I tend to lose my mind when you're away, hoping that you're safe and well, as I'm breaking down the thoughts of feeling like a nobody to you when you're the only one who seems to truly get me. I'm sorry for the things I tend to say and do; it's never out of disrespect or to bash you personally. I'm just mad at myself for not knowing how to better myself when it comes to you. I just don't know why my brain makes me feel so many things when you're not around. 

I know the feelings we have for each other are normal, but for some reason, my feelings are 10x stronger when you're around, and I just stare into blank space when you're near, hoping I don't mess it up with you, which is hard to do when all I wanna do is be yours. But I know it'll never work due to the current life I have. I reach out to you overthinking the thoughts of you not wanting to talk to me, so I get my friends to ask about your doings and how you're feeling to see if it's a good time to reach out or not, just so I don't feel like I'm bothering you. I don't know, there's just a lot to process when it comes to you and I'm trying my best to not do it all at once, but here I am bringing it to the surface, crying while figuring it all out on my own, even though my friends are next to me helping me through it.

It feels like nothing ever goes my way, and the walls are slowly closing in on me, making me feel like I should just give up, even though there's nothing wrong with what we have, but for some reason, the flashbacks are making me feel like it's all my fault, and all the past relationships failing were because of me. I know deep down it wasn't all my fault, but for the most part, it's just easier to take the blame and call it a year, but then I get mad at myself for not standing up for myself and calling them out on their bullshit and letting them hate me for it.

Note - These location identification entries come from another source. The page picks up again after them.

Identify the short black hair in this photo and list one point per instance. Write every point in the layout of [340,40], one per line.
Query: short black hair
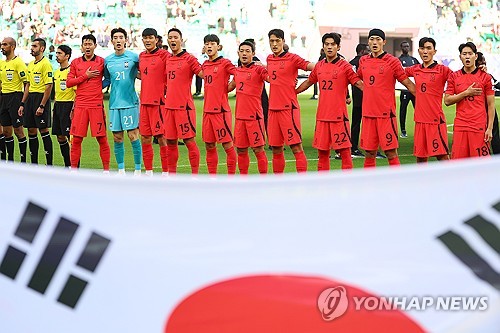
[66,49]
[175,30]
[277,32]
[247,43]
[468,44]
[336,37]
[360,47]
[424,40]
[41,41]
[118,30]
[149,32]
[211,38]
[89,37]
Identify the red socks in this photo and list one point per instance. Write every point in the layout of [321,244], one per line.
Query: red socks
[243,163]
[262,162]
[104,151]
[194,156]
[76,151]
[173,157]
[300,161]
[279,163]
[212,160]
[147,156]
[164,158]
[394,162]
[323,160]
[345,155]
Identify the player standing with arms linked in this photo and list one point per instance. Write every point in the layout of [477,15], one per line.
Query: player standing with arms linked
[35,105]
[333,74]
[179,107]
[249,129]
[86,74]
[471,90]
[14,78]
[120,72]
[379,72]
[217,117]
[284,109]
[431,134]
[152,119]
[64,101]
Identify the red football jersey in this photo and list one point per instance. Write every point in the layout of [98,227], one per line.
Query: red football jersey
[379,75]
[180,70]
[471,111]
[429,83]
[89,91]
[216,75]
[249,84]
[283,71]
[333,79]
[152,69]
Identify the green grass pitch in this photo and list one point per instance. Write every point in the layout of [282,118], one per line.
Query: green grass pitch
[90,151]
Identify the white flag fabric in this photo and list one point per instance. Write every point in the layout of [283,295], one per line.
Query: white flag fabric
[87,252]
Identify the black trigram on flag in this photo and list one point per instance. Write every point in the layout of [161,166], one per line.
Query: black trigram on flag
[53,254]
[490,233]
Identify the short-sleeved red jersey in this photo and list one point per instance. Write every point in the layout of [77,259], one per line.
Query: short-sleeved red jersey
[379,75]
[249,84]
[89,91]
[180,69]
[152,69]
[429,84]
[333,79]
[283,71]
[216,75]
[471,111]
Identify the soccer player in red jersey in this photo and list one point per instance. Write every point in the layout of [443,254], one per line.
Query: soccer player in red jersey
[179,108]
[471,90]
[431,136]
[284,109]
[217,117]
[249,127]
[86,74]
[379,72]
[333,74]
[152,119]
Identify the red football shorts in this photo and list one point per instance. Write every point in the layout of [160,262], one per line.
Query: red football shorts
[469,144]
[151,120]
[180,124]
[249,133]
[83,116]
[332,135]
[216,127]
[283,127]
[377,132]
[430,140]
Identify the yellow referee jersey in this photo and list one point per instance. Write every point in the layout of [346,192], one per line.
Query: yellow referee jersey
[39,74]
[63,94]
[13,74]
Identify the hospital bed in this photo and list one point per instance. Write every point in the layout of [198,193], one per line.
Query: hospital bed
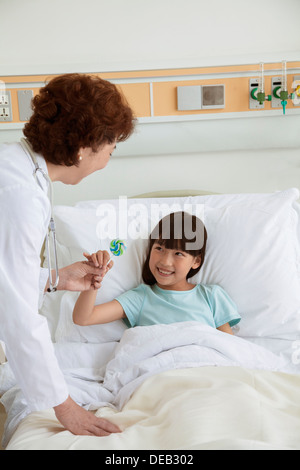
[180,386]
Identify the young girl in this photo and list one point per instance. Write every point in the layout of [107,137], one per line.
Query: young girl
[176,253]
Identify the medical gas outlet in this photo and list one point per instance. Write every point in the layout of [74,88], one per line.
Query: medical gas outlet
[5,105]
[280,94]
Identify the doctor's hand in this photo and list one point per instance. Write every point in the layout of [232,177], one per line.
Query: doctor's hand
[84,275]
[81,422]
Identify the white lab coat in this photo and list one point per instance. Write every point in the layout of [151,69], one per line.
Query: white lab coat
[25,214]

I just hate the thought of having someone I love/loved hate me over the simplest shit that can be easily resolved by just communicating with one another. But half the time there's nothing left to say, so I'm stuck wondering why I had to go making shit worse even though I've done this shit a million times before. I tend to stick around to the very end to watch it all play out, and maybe that's my problem, I'm overstaying my welcome in other people's lives, that I forget about my own, and forget the fact that I have free will to just stop caring about the current situation that's going on. But I know me giving up on someone I care about just makes me look pathetic, and when it comes to you, I don't want you to think of me as that. I'm just trying my best to keep my cool when it comes to you, but I fucking miss you every time you're away, that I wanna book a flight and meet you at your door just to hear your voice.